Lincoln’s statue is sculpted from Georgia marble and his likeness is, appropriately, larger than life (by three times). He gazes out across the reflecting pool toward the Washington Monument…but when you stand there, it feels as if he is looking right into your eyes, into your soul. His gaze seems at once benevolent and challenging.
“It is the quality of revolutions not to go by old lines or old laws; but to break up both, and make new ones.” Abraham Lincoln
Mr Lincoln was far from perfect (and a bit of a tyrant, in some ways), but he believed that the country belonged to the people. It is fitting that this spectacular memorial to one of our greatest Presidents has also been the site of many demonstrations and protests. Probably the most notable was in 1963, when hundreds of thousands of African Americans and their allies gathered peacefully in support of civil rights. On the stairs below Mr Lincoln, Dr Martin Luther King gave his “I Have a Dream” speech…his voice booming out over a crowd that stretched from Lincoln to the Washington Monument.
The morning after our failed attempt to visit Mr Lincoln, Paula sent me a news article. Apparently, when we were trying to find Lincoln, he had already been found by the infamous Richard Spencer and a group of alt-right, white nationalist, right-wing activists. Around 300 of Spencer's followers demonstrated without incident earlier in the day, but it would have dampened my spirits to run into any stragglers. In my opinion, they are almost the polar opposite of men like Dr King and Mr Lincoln.

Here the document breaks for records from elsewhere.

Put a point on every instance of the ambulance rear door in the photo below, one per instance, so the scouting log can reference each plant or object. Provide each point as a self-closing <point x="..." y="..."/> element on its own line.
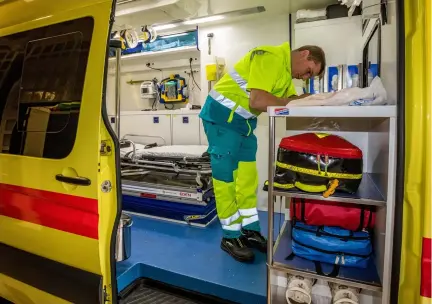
<point x="58" y="185"/>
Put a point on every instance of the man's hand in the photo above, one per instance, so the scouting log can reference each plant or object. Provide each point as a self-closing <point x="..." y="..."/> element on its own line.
<point x="304" y="95"/>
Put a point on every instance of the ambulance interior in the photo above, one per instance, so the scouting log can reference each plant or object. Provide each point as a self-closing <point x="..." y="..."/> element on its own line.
<point x="166" y="177"/>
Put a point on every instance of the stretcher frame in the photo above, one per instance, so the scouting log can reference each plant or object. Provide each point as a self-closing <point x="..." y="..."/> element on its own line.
<point x="181" y="166"/>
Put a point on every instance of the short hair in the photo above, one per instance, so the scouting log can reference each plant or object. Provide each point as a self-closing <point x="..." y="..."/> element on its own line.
<point x="316" y="54"/>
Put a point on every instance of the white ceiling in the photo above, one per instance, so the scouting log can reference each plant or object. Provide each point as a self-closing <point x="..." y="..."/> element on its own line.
<point x="141" y="12"/>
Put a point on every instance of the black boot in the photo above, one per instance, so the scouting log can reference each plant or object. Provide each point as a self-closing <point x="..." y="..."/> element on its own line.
<point x="255" y="240"/>
<point x="238" y="249"/>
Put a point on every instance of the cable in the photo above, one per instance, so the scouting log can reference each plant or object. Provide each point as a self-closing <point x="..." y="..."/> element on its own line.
<point x="193" y="77"/>
<point x="156" y="69"/>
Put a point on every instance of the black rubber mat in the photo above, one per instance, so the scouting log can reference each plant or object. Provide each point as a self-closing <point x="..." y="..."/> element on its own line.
<point x="146" y="291"/>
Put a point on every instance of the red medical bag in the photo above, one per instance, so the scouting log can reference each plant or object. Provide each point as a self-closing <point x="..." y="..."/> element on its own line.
<point x="325" y="213"/>
<point x="318" y="162"/>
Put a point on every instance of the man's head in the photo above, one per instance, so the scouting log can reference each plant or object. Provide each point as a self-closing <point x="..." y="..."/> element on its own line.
<point x="307" y="61"/>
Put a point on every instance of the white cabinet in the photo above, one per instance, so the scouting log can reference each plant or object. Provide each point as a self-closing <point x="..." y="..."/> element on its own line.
<point x="185" y="129"/>
<point x="176" y="127"/>
<point x="147" y="124"/>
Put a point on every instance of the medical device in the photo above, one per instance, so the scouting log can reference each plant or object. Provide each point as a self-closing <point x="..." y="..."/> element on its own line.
<point x="149" y="89"/>
<point x="173" y="90"/>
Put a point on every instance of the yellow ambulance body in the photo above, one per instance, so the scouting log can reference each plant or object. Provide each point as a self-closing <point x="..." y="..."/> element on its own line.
<point x="59" y="184"/>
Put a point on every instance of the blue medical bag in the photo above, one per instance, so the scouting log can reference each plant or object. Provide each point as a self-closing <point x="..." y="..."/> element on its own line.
<point x="331" y="245"/>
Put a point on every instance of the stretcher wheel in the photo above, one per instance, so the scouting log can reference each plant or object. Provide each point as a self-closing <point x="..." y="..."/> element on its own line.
<point x="202" y="184"/>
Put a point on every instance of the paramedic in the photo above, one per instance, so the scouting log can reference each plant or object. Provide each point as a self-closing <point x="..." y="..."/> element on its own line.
<point x="260" y="79"/>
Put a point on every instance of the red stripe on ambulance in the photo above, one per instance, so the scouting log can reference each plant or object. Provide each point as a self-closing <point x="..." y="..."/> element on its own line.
<point x="426" y="280"/>
<point x="68" y="213"/>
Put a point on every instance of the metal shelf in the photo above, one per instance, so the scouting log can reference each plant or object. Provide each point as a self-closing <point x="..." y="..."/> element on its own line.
<point x="367" y="194"/>
<point x="377" y="277"/>
<point x="357" y="277"/>
<point x="334" y="111"/>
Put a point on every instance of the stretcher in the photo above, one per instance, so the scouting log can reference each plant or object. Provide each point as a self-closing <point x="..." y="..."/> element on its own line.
<point x="170" y="182"/>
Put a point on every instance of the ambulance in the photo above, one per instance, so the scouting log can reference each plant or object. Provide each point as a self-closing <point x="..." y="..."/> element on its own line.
<point x="60" y="192"/>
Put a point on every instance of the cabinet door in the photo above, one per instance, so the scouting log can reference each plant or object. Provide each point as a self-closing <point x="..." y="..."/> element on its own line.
<point x="203" y="136"/>
<point x="147" y="125"/>
<point x="186" y="129"/>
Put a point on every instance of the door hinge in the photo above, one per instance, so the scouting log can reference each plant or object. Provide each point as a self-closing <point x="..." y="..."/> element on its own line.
<point x="105" y="295"/>
<point x="106" y="148"/>
<point x="106" y="186"/>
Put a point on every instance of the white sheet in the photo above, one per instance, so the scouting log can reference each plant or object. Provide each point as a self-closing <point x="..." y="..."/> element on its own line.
<point x="167" y="151"/>
<point x="375" y="94"/>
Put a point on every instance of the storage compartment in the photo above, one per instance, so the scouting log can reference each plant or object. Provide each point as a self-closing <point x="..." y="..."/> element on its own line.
<point x="152" y="124"/>
<point x="373" y="130"/>
<point x="185" y="129"/>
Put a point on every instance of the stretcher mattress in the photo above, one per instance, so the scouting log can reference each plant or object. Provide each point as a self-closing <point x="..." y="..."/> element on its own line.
<point x="174" y="151"/>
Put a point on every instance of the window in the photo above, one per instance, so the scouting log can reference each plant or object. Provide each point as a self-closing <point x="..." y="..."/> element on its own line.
<point x="42" y="73"/>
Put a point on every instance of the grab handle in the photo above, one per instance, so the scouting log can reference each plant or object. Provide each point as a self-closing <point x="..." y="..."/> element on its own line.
<point x="79" y="181"/>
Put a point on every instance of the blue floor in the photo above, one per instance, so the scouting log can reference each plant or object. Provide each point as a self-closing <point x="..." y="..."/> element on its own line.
<point x="191" y="258"/>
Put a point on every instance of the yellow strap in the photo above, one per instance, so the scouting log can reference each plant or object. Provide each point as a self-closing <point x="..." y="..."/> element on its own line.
<point x="311" y="188"/>
<point x="332" y="188"/>
<point x="281" y="186"/>
<point x="319" y="173"/>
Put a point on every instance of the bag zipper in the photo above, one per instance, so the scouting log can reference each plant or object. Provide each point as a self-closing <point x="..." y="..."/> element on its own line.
<point x="332" y="252"/>
<point x="322" y="232"/>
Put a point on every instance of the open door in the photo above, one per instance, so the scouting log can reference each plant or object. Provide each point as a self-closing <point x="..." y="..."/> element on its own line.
<point x="58" y="187"/>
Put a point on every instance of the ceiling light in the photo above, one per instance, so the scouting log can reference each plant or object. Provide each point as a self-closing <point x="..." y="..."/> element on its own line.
<point x="173" y="35"/>
<point x="204" y="19"/>
<point x="164" y="26"/>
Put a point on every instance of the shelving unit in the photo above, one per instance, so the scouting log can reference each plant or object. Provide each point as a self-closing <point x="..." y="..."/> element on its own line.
<point x="375" y="127"/>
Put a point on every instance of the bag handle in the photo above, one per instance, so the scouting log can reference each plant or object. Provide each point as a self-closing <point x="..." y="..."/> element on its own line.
<point x="332" y="274"/>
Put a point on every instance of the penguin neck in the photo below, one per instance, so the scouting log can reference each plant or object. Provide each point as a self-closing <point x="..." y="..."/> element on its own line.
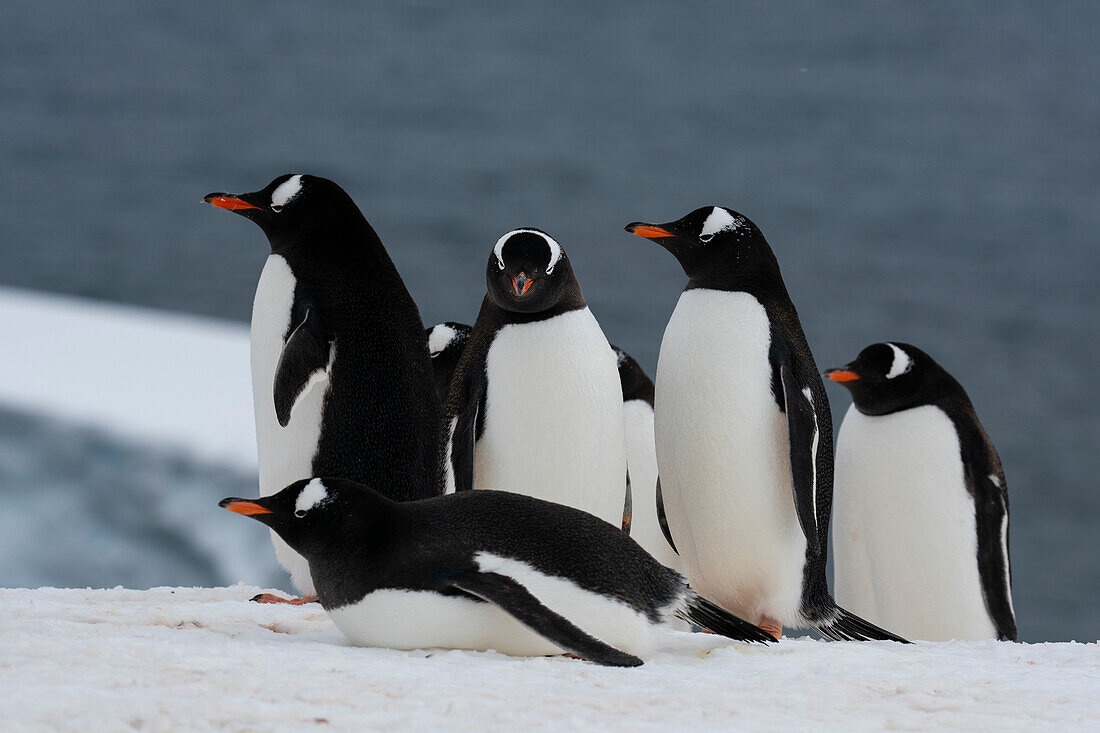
<point x="733" y="272"/>
<point x="345" y="258"/>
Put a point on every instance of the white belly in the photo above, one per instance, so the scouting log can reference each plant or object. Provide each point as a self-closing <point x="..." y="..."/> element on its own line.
<point x="904" y="540"/>
<point x="641" y="460"/>
<point x="553" y="416"/>
<point x="425" y="620"/>
<point x="417" y="620"/>
<point x="285" y="453"/>
<point x="724" y="459"/>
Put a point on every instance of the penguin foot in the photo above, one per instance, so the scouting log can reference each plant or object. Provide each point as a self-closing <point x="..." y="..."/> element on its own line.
<point x="771" y="626"/>
<point x="271" y="598"/>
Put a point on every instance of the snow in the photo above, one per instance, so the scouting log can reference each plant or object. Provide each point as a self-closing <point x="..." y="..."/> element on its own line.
<point x="208" y="659"/>
<point x="146" y="375"/>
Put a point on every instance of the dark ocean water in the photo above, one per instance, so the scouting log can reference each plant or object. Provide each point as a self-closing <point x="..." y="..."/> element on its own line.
<point x="924" y="173"/>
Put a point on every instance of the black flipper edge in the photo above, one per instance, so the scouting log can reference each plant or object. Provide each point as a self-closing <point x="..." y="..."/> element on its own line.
<point x="714" y="617"/>
<point x="846" y="626"/>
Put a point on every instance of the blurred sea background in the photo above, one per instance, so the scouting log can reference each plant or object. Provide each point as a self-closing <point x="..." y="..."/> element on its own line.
<point x="925" y="173"/>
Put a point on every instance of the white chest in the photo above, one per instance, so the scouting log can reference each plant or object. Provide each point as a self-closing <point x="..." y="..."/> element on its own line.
<point x="724" y="458"/>
<point x="903" y="526"/>
<point x="553" y="416"/>
<point x="285" y="453"/>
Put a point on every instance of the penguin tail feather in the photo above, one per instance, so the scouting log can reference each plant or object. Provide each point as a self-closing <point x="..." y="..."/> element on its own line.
<point x="846" y="626"/>
<point x="713" y="617"/>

Here’s the thing, though: while I do not agree with Spencer’s views on ANY level, I support their right to PEACEFULLY demonstrate…even on those iconic steps under the kind gaze of Mr Lincoln. I may be grateful that I didn’t see that group of angry white guys, but they have as much right to be there as Dr King did and as I do. I am horrified by what they say, but I believe in their constitutional right to say it as long as it does not turn to violence. If I don’t want to hear it, all I have to do is walk away.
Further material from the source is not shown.